Depuis, l’entreprise est devenue la première «décacorne» d’Indonésie, c’est-à-dire une entreprise non cotée dont la valorisation dépasse les 10 milliards de dollars. En 2021, elle s’est alliée à Tokopedia, géant local du commerce en ligne, pour former GoTo Group, la plus grosse société technologique du pays. Deux ans avant la fusion, Nadiem Makarim avait quitté l’entreprise pour se lancer en politique; il est aujourd’hui ministre de l'Education, de la Culture, de la Recherche et de la Technologie.

Pendant ses années chez Gojek (de 2015 à 2021), Monica Oudang a vu la jeune pousse grandir à toute vitesse et bouleverser les secteurs les uns après les autres grâce à la puissance de la technologie. Depuis son bureau de DRH, elle a insufflé ce qu’elle appelle «une culture de l’innovation», découvert «le pouvoir du collectif pour résoudre les problèmes», vu qu’il pouvait accélérer le changement et compris l’importance capitale d’avoir des équipes compétentes et talentueuses.

Mais c’est la pandémie qui a vraiment rebattu les cartes. «Nous avions des millions de partenaires sur nos plateformes et la majorité d’entre eux gagnaient leur salaire au jour le jour», raconte-t-elle, évoquant par exemple les chauffeurs de scooters qui travaillaient pour le service de VTC de Gojek. «Avec la crise sanitaire et la distanciation sociale, ils ne pouvaient plus sortir de chez eux: leur source de revenus s’est évaporée du jour au lendemain.»

L’entreprise a réagi rapidement, et c’est Monica Oudong qui a orchestré les choses. En trois jours, elle avait mis sur pied la fondation YABB (pour «Yayasan Anak Bangsa Bisa», littéralement «fondation au service des capacités des enfants de la nation») et, deux semaines plus tard, son équipe et elle avaient levé plus de 10 millions de dollars. «Ce qu’on a voulu faire, c’est combiner éthique entrepreneuriale et philanthropie, explique-t-elle. Utiliser tout ce qu’on savait de la création d’entreprise et appliquer toutes ces connaissances à la philanthropie pour trouver rapidement des solutions aux problèmes complexes.» La fondation a ainsi distribué des millions de repas et des centaines de milliers de produits de première nécessité sans jamais enfreindre les règles de distanciation sociale. «On a aussi compris que l’un des principaux problèmes, c’était le manque d’oxygène, poursuit-elle. Donc, en 2021, on a créé des mini-usines dans 30 des 38 provinces que compte l’Indonésie.»
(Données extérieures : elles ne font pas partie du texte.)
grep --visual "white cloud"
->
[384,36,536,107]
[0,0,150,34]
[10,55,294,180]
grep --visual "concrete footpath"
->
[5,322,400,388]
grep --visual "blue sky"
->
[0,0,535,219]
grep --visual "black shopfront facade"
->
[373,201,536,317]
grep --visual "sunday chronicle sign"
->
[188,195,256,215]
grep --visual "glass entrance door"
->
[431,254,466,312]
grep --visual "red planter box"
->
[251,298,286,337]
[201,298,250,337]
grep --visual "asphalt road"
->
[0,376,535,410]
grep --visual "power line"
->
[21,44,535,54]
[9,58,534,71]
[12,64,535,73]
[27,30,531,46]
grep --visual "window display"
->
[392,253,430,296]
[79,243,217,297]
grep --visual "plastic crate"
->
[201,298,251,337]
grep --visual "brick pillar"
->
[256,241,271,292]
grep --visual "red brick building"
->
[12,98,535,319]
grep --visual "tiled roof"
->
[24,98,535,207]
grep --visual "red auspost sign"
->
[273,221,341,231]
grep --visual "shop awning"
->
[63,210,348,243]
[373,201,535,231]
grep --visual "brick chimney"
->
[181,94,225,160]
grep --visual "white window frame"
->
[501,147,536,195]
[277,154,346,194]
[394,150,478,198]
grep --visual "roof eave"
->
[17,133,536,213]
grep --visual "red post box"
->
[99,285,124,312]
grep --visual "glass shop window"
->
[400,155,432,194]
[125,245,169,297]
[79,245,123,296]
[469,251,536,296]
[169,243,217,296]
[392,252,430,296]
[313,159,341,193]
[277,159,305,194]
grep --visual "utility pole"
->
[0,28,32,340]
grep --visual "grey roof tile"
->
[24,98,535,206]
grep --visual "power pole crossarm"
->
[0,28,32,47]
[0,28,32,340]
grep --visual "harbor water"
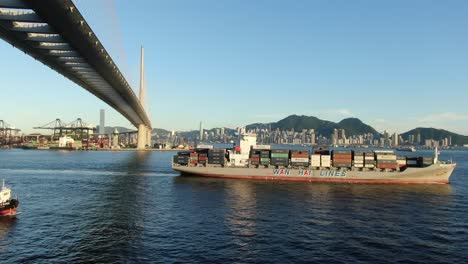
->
[0,149,468,263]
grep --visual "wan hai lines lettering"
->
[273,169,348,177]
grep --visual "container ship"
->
[0,179,19,216]
[172,132,456,184]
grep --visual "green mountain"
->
[401,127,468,145]
[338,118,379,135]
[247,115,379,136]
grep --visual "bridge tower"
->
[137,47,151,150]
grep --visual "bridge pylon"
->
[137,47,151,150]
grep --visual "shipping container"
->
[291,157,309,162]
[377,160,397,165]
[271,153,289,159]
[354,150,364,157]
[271,149,289,155]
[377,163,398,169]
[197,145,213,149]
[310,154,322,167]
[291,162,309,167]
[333,162,353,168]
[252,145,271,150]
[333,154,353,160]
[377,154,396,160]
[333,150,353,155]
[354,156,364,162]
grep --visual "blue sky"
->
[0,0,468,135]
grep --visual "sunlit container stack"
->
[291,150,309,167]
[397,156,406,169]
[354,150,364,168]
[375,150,398,170]
[364,151,375,169]
[208,149,226,165]
[271,149,289,167]
[332,150,353,168]
[190,152,198,165]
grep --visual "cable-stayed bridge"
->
[0,0,152,149]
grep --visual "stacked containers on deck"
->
[310,153,322,167]
[291,150,309,167]
[312,147,331,168]
[397,156,406,168]
[197,149,208,165]
[250,151,260,166]
[173,151,190,165]
[249,145,270,165]
[364,151,376,169]
[271,149,289,167]
[190,152,198,165]
[406,157,423,167]
[422,157,434,167]
[260,150,270,165]
[208,149,226,165]
[354,150,364,168]
[375,151,398,169]
[332,150,353,168]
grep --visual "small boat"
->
[396,147,416,152]
[0,179,19,216]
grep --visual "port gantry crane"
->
[34,118,96,141]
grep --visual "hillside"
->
[401,127,468,145]
[247,115,379,136]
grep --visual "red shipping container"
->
[333,154,352,159]
[377,163,398,169]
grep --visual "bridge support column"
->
[137,124,148,150]
[146,127,153,148]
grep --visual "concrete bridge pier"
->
[137,124,148,150]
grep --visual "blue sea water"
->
[0,150,468,263]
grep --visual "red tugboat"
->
[0,179,19,216]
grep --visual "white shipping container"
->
[310,160,321,167]
[252,145,271,150]
[354,156,364,161]
[377,155,396,160]
[310,154,321,167]
[197,145,213,149]
[397,160,406,165]
[291,158,309,162]
[374,150,395,155]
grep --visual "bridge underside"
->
[0,0,151,134]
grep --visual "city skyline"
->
[0,1,468,135]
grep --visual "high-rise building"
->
[199,122,203,141]
[383,130,390,147]
[99,109,106,134]
[392,132,400,147]
[340,129,346,140]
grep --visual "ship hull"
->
[173,164,456,184]
[0,199,19,216]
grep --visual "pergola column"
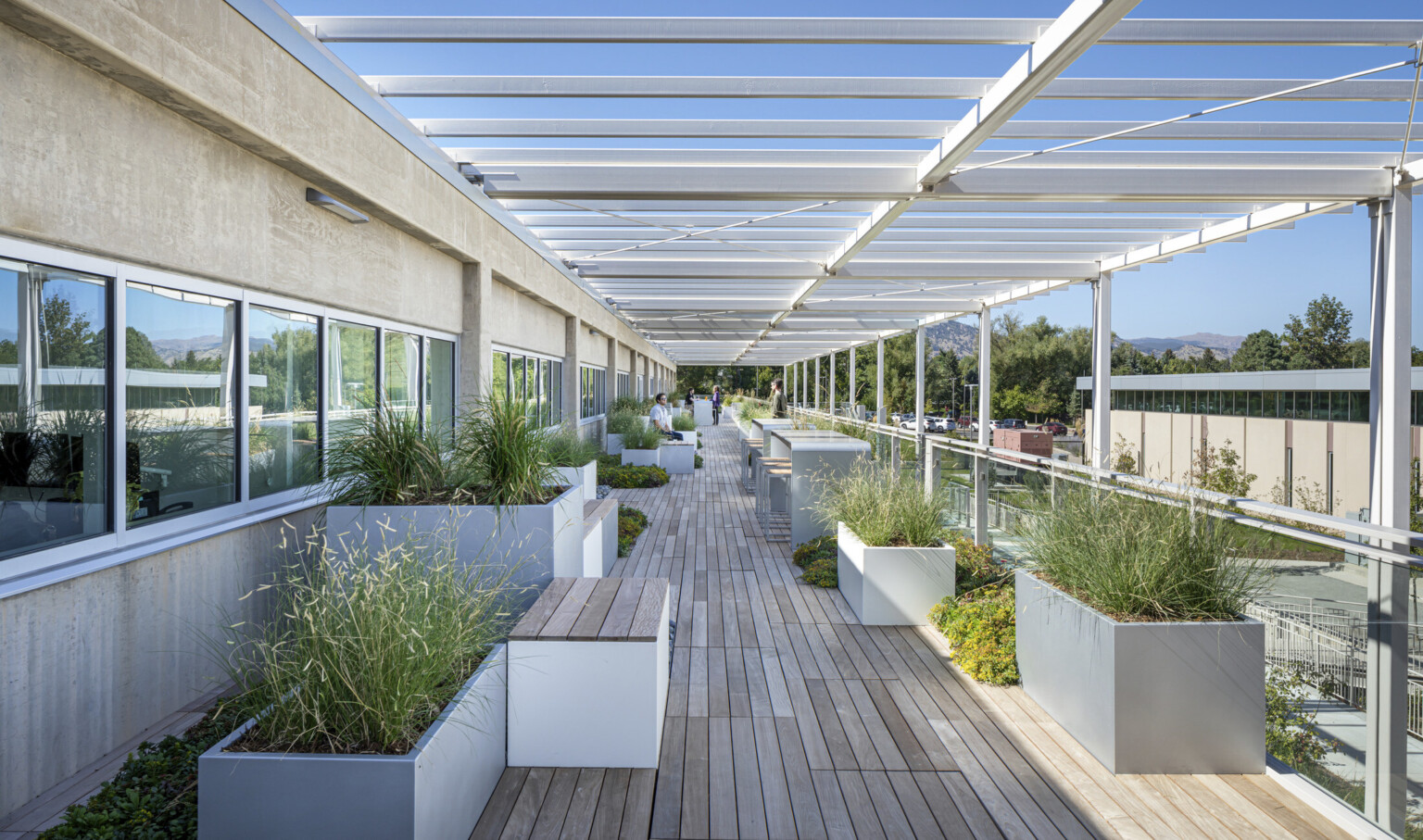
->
[1088,272,1112,470]
[974,307,993,545]
[845,347,860,417]
[815,356,820,411]
[875,337,888,423]
[1363,189,1413,834]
Dès le départ, c’est Monica Oudong qui a présidé YABB, un poste qu’elle occupe toujours (elle a en revanche quitté ses fonctions de DRH de Gojek). La pandémie ayant reculé, celle qui s’appelle désormais fondation GoTo Impact s’est tournée vers les autres défis que doit relever l’Indonésie: enjeux environnementaux, crise climatique, inégalités numériques et développement des talents.
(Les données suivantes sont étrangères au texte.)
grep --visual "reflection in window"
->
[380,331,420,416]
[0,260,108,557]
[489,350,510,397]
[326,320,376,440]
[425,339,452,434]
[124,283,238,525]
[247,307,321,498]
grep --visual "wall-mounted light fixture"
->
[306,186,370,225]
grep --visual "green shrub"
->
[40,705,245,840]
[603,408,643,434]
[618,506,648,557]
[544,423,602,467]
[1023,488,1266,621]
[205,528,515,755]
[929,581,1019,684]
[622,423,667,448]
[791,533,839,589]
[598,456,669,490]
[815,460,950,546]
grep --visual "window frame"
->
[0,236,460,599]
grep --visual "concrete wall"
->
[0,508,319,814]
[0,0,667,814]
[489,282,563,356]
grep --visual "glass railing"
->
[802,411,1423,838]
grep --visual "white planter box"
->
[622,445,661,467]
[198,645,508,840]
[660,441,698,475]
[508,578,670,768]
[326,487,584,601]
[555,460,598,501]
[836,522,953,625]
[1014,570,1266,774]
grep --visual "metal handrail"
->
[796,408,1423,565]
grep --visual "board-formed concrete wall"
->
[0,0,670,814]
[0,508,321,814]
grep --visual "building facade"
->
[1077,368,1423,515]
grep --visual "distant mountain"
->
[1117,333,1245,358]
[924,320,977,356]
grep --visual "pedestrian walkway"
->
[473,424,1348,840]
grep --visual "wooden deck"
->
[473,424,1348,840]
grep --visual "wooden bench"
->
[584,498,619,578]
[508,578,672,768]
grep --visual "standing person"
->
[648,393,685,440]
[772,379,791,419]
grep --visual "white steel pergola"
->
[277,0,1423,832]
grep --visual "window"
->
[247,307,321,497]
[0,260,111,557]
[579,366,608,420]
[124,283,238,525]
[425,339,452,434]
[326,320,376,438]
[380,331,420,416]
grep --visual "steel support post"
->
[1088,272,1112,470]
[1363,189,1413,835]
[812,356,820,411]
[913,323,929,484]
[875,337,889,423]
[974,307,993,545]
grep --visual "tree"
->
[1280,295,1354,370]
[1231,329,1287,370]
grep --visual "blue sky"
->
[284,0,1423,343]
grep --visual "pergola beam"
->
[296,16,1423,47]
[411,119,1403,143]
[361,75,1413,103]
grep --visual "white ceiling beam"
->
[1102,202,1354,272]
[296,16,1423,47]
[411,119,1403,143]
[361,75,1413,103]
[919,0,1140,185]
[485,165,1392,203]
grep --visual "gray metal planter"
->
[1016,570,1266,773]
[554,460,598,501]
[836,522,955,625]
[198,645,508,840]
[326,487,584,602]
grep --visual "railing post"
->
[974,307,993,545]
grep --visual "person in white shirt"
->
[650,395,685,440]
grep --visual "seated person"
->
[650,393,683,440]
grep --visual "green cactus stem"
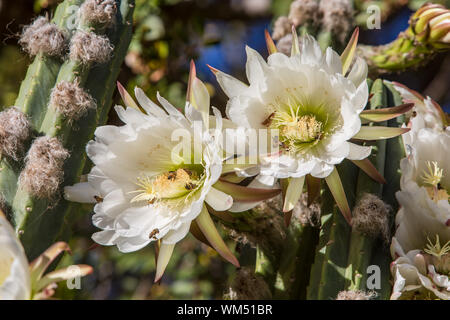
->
[306,160,358,300]
[346,79,388,291]
[0,0,81,215]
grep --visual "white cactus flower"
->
[0,213,31,300]
[215,36,370,178]
[0,210,89,300]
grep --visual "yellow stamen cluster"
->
[131,168,200,204]
[270,108,323,152]
[424,235,450,259]
[422,161,449,201]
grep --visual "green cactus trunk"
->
[3,0,134,259]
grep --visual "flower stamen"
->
[131,168,201,204]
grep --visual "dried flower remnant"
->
[50,81,96,120]
[288,0,324,27]
[336,290,376,300]
[70,30,113,64]
[320,0,354,43]
[352,193,391,242]
[80,0,117,26]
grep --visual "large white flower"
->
[212,29,410,221]
[216,36,370,178]
[391,84,450,299]
[0,213,31,300]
Ce qu’on a voulu faire, c’est combiner éthique entrepreneuriale et philanthropie.

Son modèle est unique. Elle bâtit ce qu’elle appelle des «écosystèmes d’innovation» qui abordent les problèmes de façon collaborative, en «co-création», tout en cherchant à assurer la durabilité économique. Un défi de taille car, dans un pays qui compte 17'000 îles et où on parle 700 langues différentes, il est assez rare de trouver une solution qui fonctionne pour tout le monde. Chaque écosystème travaille en étroite collaboration avec les communautés locales et les experts pour traiter les questions de façon holistique et durable afin que tout le monde en profite, y compris les populations. Car, comme le dit Monica Oudang, «sans avantage économique ni autonomisation, rien ne peut s’inscrire dans la durée». «Ce que veut la fondation, c’est donner aux gens les capacités de résoudre les problèmes par eux-mêmes», souligne-t-elle, décrivant la co-création comme «un processus grâce auquel la communauté locale s'approprie les choses et en prend la responsabilité».
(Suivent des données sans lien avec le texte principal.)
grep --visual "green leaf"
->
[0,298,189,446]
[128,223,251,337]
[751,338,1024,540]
Les activités et initiatives de la fondation GoTo Impact sont réparties en trois entités. Le Catalyst Changemakers Ecosystem, d’abord, dont l’ambition est d’aider les fondateurs d’entreprises technologiques spécialisées dans le climat à s’attaquer aux enjeux de gestion des déchets, d’accès à l’eau et de résilience climatique des populations. Le GoTo Impact Lab, ensuite. C’est le laboratoire de recherche de la fondation, qui planche sur la conception et l’accompagnement des écosystèmes. Vient enfin le Future Ready Talent, une initiative axée sur l’éducation et la formation qui conçoit des programmes de reconversion professionnelle et de montée en compétences des personnes et des communautés. Objectif: réduire les inégalités et le chômage et donner de nouvelles compétences à la main-d’œuvre.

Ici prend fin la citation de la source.